Date fixed for India’s Sun Mission Aditya LI
Tuesday, 29 AUGUST 2023 | PNS | DEHRADUN
After the success of Chandrayaan-3, which saw its spacecraft making a soft-landing on the lunar surface, the Indian Space Research Organisation (ISRO) declared that India’s first Solar Mission to study the Sun would be launched on September 2 at 11.50 am from Sriharikota spaceport, the country’s gateway to Space.

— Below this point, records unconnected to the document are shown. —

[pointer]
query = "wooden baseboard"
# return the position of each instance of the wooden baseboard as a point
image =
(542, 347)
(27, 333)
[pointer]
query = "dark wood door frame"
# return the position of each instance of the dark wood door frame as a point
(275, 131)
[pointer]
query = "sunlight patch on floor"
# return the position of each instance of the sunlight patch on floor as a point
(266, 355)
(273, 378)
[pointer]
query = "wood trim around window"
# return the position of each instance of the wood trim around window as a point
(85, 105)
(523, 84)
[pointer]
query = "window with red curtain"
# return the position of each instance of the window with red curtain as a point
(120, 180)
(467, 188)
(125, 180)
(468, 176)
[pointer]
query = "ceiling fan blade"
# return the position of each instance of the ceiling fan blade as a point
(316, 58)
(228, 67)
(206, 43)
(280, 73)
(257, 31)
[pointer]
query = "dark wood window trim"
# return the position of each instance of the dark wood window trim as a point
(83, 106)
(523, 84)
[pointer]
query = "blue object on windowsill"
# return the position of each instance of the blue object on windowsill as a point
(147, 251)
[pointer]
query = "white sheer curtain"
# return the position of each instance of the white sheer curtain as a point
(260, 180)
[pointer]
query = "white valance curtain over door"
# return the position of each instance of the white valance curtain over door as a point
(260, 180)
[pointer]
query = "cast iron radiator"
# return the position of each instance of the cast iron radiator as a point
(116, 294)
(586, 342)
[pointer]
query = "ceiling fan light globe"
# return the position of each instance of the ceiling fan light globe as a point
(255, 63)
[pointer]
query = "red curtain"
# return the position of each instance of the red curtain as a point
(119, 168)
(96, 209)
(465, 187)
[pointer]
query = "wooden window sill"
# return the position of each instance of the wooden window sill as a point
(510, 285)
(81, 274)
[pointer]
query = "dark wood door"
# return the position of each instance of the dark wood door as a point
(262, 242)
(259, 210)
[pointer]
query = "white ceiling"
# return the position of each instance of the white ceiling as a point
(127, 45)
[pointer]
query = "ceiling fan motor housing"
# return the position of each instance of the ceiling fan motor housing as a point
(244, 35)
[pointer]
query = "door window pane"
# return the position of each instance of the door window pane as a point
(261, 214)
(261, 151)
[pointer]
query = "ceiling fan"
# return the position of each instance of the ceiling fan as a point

The flight has been named PSLV-C57 Aditya L1 mission.
The Aditya-L1 spacecraft is designed to provide remote observations of the solar corona and in-situ observations of the solar wind at the Sun-Earth Lagrange Point 1 (L1), which is about 1.5 million kilometres from Earth.
Chairman, ISRO S Somanath said, “A Polar Satellite Launch Vehicle XL rocket will carry Aditya-L1, the first Space-based Indian observatory, to study the Sun.”
Prime Minister Narendra Modi, who flew down to ISRO headquarters straight from Athens to congratulate the scientists and engineers over the success of the soft landing on the Moon’s South Pole, had made it known that the country was all set for its mission to the Sun. With the launch of Aditya-L1, India would become the fourth space-faring nation in the world which has its eyes on the Sun, an eternally interesting and mysterious star which is home to fission as well as fusion reactions.
Aditya-L1 is a fully indigenous effort with the participation of national institutions, an ISRO official said.